Quiera el Señor usar este libro para deshacer la falsa confianza de algunas almas engañadas, y si preguntan con sinceridad como obtener una fe genuina y salvífica, respondemos, usa los medios que Dios ha prescrito. Debido a que la fe es Su don, Él la da a Su modo; y si deseamos recibirla, entonces debemos ponernos en el camino donde Él desea comunicarla. La fe es la obra de Dios, pero Él no la obra sin ningún medio, sino a través de los medios que Él ha determinado. Los medios determinados no pueden producir fe en sí mismos. Estos no son más que instrumentos en las manos de Quien es la causa principal. Aunque Él no Se ha atado a ellos, si nos ha atado a nosotros. Aunque Él es libre, para nosotros son medios necesarios.

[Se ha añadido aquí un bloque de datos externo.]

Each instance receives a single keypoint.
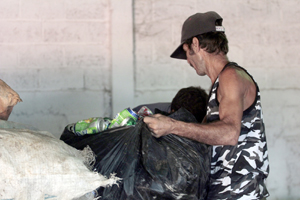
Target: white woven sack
(36, 165)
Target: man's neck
(215, 64)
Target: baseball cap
(197, 24)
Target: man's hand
(159, 125)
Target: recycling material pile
(36, 165)
(169, 167)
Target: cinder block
(75, 31)
(9, 56)
(37, 9)
(87, 9)
(163, 76)
(60, 79)
(9, 9)
(21, 31)
(41, 56)
(98, 78)
(87, 56)
(21, 79)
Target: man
(234, 123)
(193, 99)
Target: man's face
(194, 59)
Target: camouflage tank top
(240, 171)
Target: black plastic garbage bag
(170, 167)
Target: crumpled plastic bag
(170, 167)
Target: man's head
(8, 99)
(194, 99)
(207, 28)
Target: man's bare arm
(223, 132)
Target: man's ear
(195, 44)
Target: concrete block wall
(58, 56)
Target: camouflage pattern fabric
(240, 171)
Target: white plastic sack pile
(36, 165)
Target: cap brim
(179, 53)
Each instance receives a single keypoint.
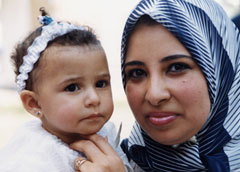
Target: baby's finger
(102, 144)
(92, 152)
(80, 162)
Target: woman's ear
(30, 103)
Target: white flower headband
(50, 31)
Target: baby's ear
(30, 102)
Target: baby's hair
(75, 37)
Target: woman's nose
(92, 98)
(157, 91)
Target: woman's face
(166, 89)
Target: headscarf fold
(205, 30)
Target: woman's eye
(178, 67)
(72, 88)
(101, 84)
(136, 74)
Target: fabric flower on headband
(51, 29)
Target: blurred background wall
(107, 17)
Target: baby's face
(74, 91)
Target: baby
(63, 80)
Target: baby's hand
(101, 157)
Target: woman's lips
(161, 118)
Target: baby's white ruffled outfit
(33, 149)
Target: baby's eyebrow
(173, 57)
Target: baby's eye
(72, 88)
(136, 74)
(101, 83)
(178, 67)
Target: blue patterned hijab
(212, 39)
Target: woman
(180, 63)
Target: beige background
(107, 17)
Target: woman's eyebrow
(175, 56)
(134, 63)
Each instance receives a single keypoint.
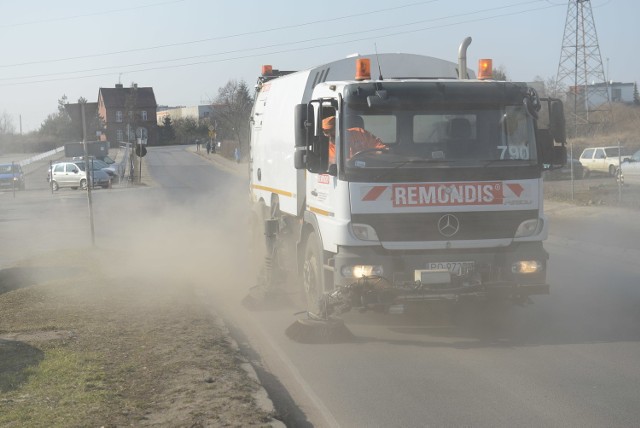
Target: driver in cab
(358, 139)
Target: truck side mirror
(300, 158)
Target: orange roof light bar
(363, 69)
(485, 69)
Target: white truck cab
(448, 206)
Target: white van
(602, 159)
(73, 175)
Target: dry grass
(79, 347)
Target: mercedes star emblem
(448, 225)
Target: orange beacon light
(485, 69)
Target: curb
(261, 396)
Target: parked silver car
(629, 171)
(73, 175)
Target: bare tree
(232, 108)
(6, 124)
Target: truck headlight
(364, 232)
(529, 228)
(359, 271)
(527, 266)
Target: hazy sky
(187, 49)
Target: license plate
(458, 268)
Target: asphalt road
(568, 360)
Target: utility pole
(89, 172)
(581, 70)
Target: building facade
(128, 114)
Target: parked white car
(629, 171)
(602, 159)
(73, 175)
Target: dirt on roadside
(81, 345)
(593, 191)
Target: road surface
(568, 360)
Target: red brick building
(128, 114)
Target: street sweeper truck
(391, 180)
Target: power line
(210, 39)
(104, 12)
(118, 67)
(284, 44)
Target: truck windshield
(456, 133)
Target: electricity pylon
(580, 71)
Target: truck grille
(424, 226)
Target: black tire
(313, 277)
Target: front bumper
(492, 275)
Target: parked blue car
(11, 176)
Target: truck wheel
(313, 277)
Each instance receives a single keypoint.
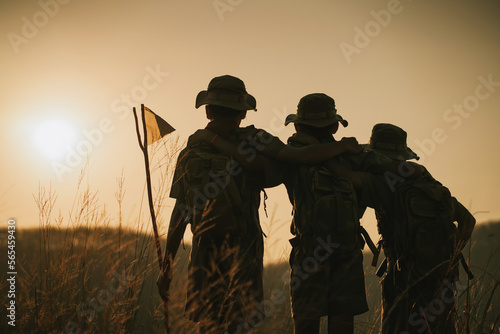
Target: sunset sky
(72, 70)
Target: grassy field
(94, 279)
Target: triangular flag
(156, 126)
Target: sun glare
(53, 136)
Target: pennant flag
(156, 126)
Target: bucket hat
(390, 140)
(226, 91)
(316, 110)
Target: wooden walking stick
(144, 148)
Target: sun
(52, 137)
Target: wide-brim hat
(390, 140)
(316, 110)
(226, 91)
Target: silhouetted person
(421, 244)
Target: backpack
(216, 190)
(325, 205)
(423, 226)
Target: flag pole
(144, 148)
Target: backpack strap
(375, 251)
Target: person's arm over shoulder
(318, 153)
(465, 223)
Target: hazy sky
(71, 70)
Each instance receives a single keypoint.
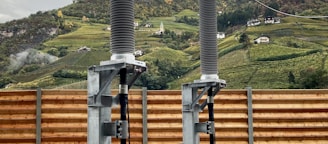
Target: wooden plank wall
(289, 116)
(280, 116)
(17, 117)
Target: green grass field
(239, 66)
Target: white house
(161, 29)
(148, 25)
(269, 20)
(138, 53)
(83, 49)
(262, 39)
(276, 20)
(136, 25)
(253, 22)
(220, 35)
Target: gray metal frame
(191, 109)
(100, 101)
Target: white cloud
(16, 9)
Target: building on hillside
(276, 20)
(148, 25)
(161, 29)
(253, 22)
(262, 39)
(136, 25)
(138, 53)
(269, 20)
(83, 49)
(220, 35)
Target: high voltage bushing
(122, 28)
(208, 41)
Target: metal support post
(144, 116)
(123, 93)
(100, 101)
(38, 115)
(191, 109)
(250, 115)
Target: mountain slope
(296, 45)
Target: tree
(269, 12)
(60, 14)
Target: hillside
(296, 46)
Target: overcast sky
(16, 9)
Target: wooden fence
(241, 117)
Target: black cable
(127, 105)
(123, 97)
(210, 105)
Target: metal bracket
(114, 67)
(118, 129)
(205, 127)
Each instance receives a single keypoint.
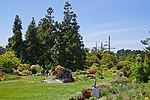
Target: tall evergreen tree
(71, 53)
(15, 42)
(31, 44)
(46, 31)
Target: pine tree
(15, 42)
(31, 44)
(46, 37)
(71, 53)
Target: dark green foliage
(2, 50)
(141, 70)
(46, 38)
(31, 45)
(91, 59)
(8, 60)
(128, 55)
(125, 66)
(65, 75)
(70, 47)
(109, 59)
(15, 42)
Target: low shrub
(86, 94)
(25, 72)
(7, 70)
(16, 72)
(65, 75)
(35, 69)
(101, 86)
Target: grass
(31, 88)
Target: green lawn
(31, 88)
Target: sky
(127, 22)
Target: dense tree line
(50, 42)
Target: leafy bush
(16, 72)
(141, 70)
(86, 94)
(23, 67)
(59, 67)
(7, 70)
(55, 72)
(104, 92)
(65, 75)
(11, 77)
(35, 69)
(109, 59)
(101, 86)
(9, 60)
(25, 72)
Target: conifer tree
(31, 44)
(71, 53)
(15, 42)
(46, 31)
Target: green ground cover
(31, 88)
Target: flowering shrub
(86, 94)
(2, 73)
(59, 67)
(55, 72)
(101, 86)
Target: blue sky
(126, 21)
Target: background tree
(8, 60)
(31, 44)
(141, 70)
(147, 43)
(71, 52)
(2, 50)
(15, 42)
(109, 59)
(46, 37)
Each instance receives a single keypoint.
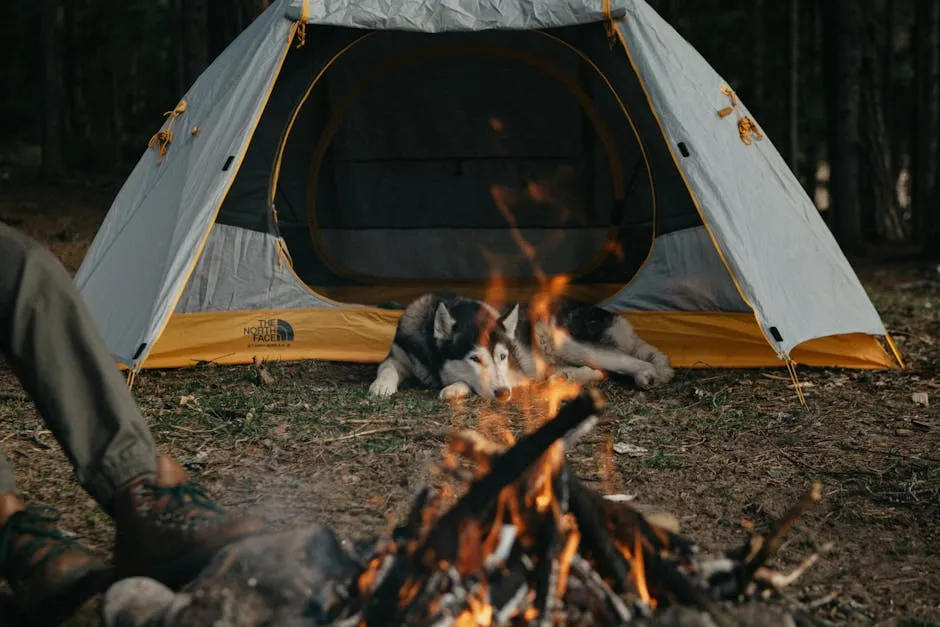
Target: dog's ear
(511, 320)
(443, 323)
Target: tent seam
(215, 213)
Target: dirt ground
(722, 450)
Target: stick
(441, 542)
(359, 434)
(769, 546)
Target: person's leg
(51, 573)
(7, 482)
(51, 343)
(166, 526)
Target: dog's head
(476, 343)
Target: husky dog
(581, 341)
(458, 344)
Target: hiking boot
(169, 529)
(51, 574)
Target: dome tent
(339, 156)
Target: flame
(367, 579)
(470, 552)
(637, 570)
(564, 560)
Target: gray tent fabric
(755, 208)
(453, 15)
(162, 215)
(683, 273)
(763, 246)
(241, 270)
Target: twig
(822, 601)
(779, 580)
(359, 434)
(770, 545)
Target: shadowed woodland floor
(722, 450)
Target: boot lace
(39, 525)
(186, 499)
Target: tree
(757, 59)
(841, 64)
(50, 30)
(880, 216)
(793, 87)
(923, 140)
(932, 222)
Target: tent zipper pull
(164, 137)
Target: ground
(723, 449)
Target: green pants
(51, 343)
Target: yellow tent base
(364, 334)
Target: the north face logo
(271, 332)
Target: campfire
(528, 543)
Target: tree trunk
(923, 126)
(757, 59)
(880, 216)
(932, 226)
(116, 60)
(178, 38)
(220, 26)
(841, 61)
(51, 18)
(793, 88)
(194, 37)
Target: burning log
(529, 543)
(526, 543)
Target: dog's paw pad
(645, 378)
(664, 374)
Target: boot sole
(67, 599)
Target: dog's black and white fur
(459, 345)
(581, 342)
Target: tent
(340, 157)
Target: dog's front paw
(664, 374)
(645, 377)
(455, 391)
(383, 387)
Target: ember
(527, 542)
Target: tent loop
(131, 377)
(791, 368)
(164, 137)
(301, 31)
(746, 126)
(895, 351)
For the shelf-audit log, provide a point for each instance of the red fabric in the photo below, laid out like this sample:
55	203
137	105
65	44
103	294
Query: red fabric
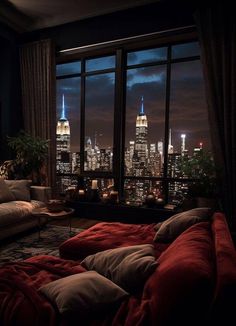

El primer medio es la oración: «Os daré un corazón nuevo y pondré un espíritu nuevo dentro de vosotros» (Ezequiel 36:26). He aquí una promesa de gracia, pero ¿De qué manera Él ha de cumplir esta, y otras promesas similares? Pues escucha:

«Así ha dicho Jehová el Señor: Aún seré solicitado por la casa de Israel, para hacerles esto; multiplicaré los hombres como se multiplican los rebaños» (Ezequiel 36:37).

Clama sinceramente a Dios por un nuevo corazón, por Su Espíritu regenerador, por el don de la fe salvífica. La oración es una responsabilidad universal. Aunque un no creyente peque al orar (al igual que lo hace en todo), para él orar no constituye un pecado.

El segundo medio es escuchar la Palabra de Dios (Juan 17:20; 1 Corintios 3:5) o leerla (2 Timoteo 3:15). David dijo:

«Nunca jamás me olvidaré de tus mandamientos, Porque con ellos me has vivificado» (Salmo 119:93).

Las Escrituras son la Palabra de Dios; a través de las cuales Él habla. Entonces, lee la Biblia y pídele que te hable vida, poder, liberación, paz a tu corazón. ¡Que el Señor digne a incluir Su bendición!